Hi,
A quick bisect seems to indicate that the regression was introduced in
commit 7e23d5e1cc2bd77f3e5129622472b995cd3f034e : MIME4J-316 Parts missing
in case of a specific combination of boundaries
---
a/core/src/main/java/org/apache/james/mime4j/io/MimeBoundaryInputStream.java
+++
b/core/src/main/java/org/apache/james/mime4j/io/MimeBoundaryInputStream.java
@@ -244,11 +244,14 @@ public class MimeBoundaryInputStream extends
LineReaderInputStream {
// Make sure the boundary is terminated with EOS
break;
} else {
- // or with a whitespace or '-' char
+ // or with a whitespace or '--'
char ch = (char)(buffer.byteAt(pos));
- if (CharsetUtil.isWhitespace(ch) || ch == '-') {
+ if (CharsetUtil.isWhitespace(ch)) {
break;
}
+ if (ch == '-' && remaining > 1 &&
(char)(buffer.byteAt(pos+1)) == '-') {
+ break;
+ }
Regards,
Markus
On Tue, Sep 24, 2024 at 10:32 AM Rene Cordier <[email protected]> wrote:
> Hi Madis,
>
> Sorry for the delay on the answer.
>
> I created a task on the JIRA regarding your report:
> https://issues.apache.org/jira/browse/MIME4J-330
>
> Do you feel like perhaps trying contributing a fix for this by the way?

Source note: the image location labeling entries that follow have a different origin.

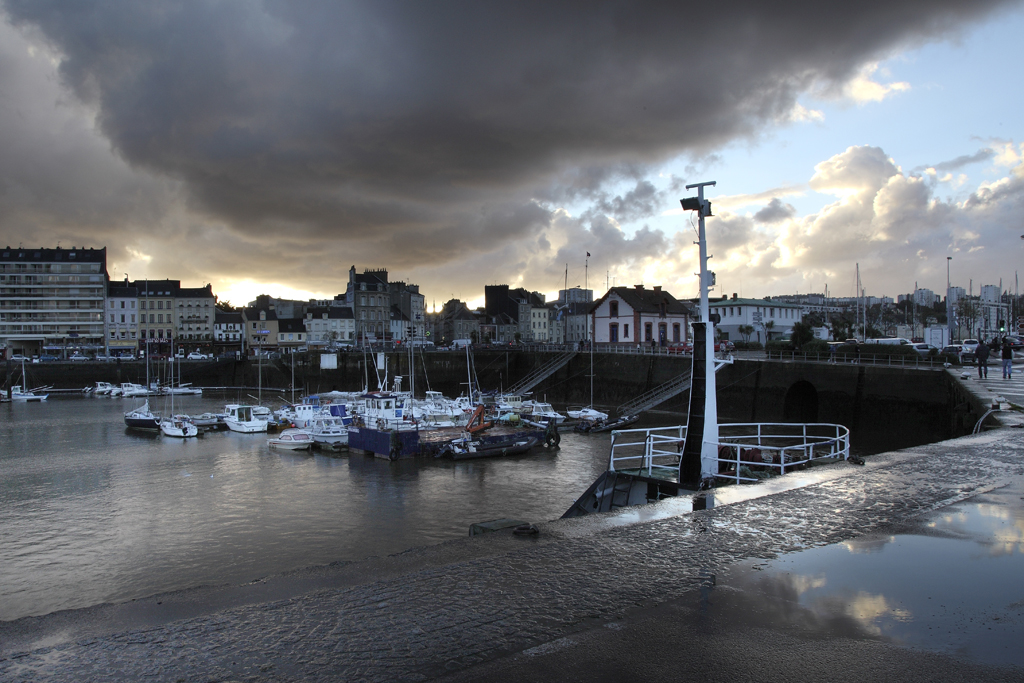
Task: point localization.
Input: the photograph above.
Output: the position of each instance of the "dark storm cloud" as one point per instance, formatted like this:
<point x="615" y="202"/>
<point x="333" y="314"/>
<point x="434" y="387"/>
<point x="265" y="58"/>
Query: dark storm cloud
<point x="775" y="211"/>
<point x="438" y="130"/>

> If not we might take a look, I just can't guarantee when though.
>
> Thanks again for the report!
>
> Rene.
>
> On 9/17/24 2:28 PM, Madis Loitmaa wrote:
> > Hello,
> > Looks like the attached unit test got lost in transit, it's present in
> > my sent folder. I'll try to inline it at the end of the email this
> > time.
> >
> > Best regards,
> > Madis Loitmaa
> >
> > // file src/test/java/org/apache/james/mime4j/parser/PartLengthTest.java
> > package org.apache.james.mime4j.parser;
> >
> > import org.apache.commons.io.IOUtils;
> > import org.apache.james.mime4j.MimeException;
> > import org.apache.james.mime4j.stream.BodyDescriptor;
> > import org.junit.Assert;
> > import org.junit.Test;
> >
> > import java.io.ByteArrayInputStream;
> > import java.io.IOException;
> > import java.io.InputStream;
> > import java.nio.charset.StandardCharsets;
> >
> > public class PartLengthTest {
> > @Test
> > public void testExtractPartWithDifferentLengths() throws Exception {
> > StringBuilder partBuilder = new StringBuilder();
> > for (int i = 1; i <= 5000; i++) {
> > partBuilder.append(i % 80 == 0 ? "\n" : "A");
> > String part = partBuilder.toString();
> > String mimeMessage = createMimeMultipart(part);
> >
> > String extracted = extractPart(mimeMessage);
> >
> > if (!part.equals(extracted)) {
> > System.out.println("Extracted part comparison failed
> > for part length " + i);
> > }
> > Assert.assertEquals(part, extracted);
> > }
> > }
> >
> > private String createMimeMultipart(String part) {
> > return "Content-type: multipart/mixed;
> boundary=QvEgqhjEnYxz\r\n"
> > + "\r\n"
> > + "--QvEgqhjEnYxz\r\n"
> > + "Content-Type: text/plain\r\n"
> > + "\r\n"
> > + part
> > + "\r\n"
> > + "--QvEgqhjEnYxz--\r\n";
> > }
> >
> > private String extractPart(String mimeMessage) throws
> > MimeException, IOException {
> > String[] resultWrapper = new String[1];
> >
> > MimeStreamParser parser = new MimeStreamParser();
> > parser.setContentHandler(new AbstractContentHandler() {
> > @Override
> > public void body(BodyDescriptor bd, InputStream is) throws
> > MimeException, IOException {
> > resultWrapper[0] = new String(IOUtils.toString(is,
> > StandardCharsets.UTF_8).getBytes());
> > }
> > });
> > parser.parse(new ByteArrayInputStream(mimeMessage.getBytes()));
> > return resultWrapper[0];
> > }
> > }
> > //end-of-file
> >
> >
> > Kontakt Rene Cordier (<[email protected]>) kirjutas kuupäeval T, 17.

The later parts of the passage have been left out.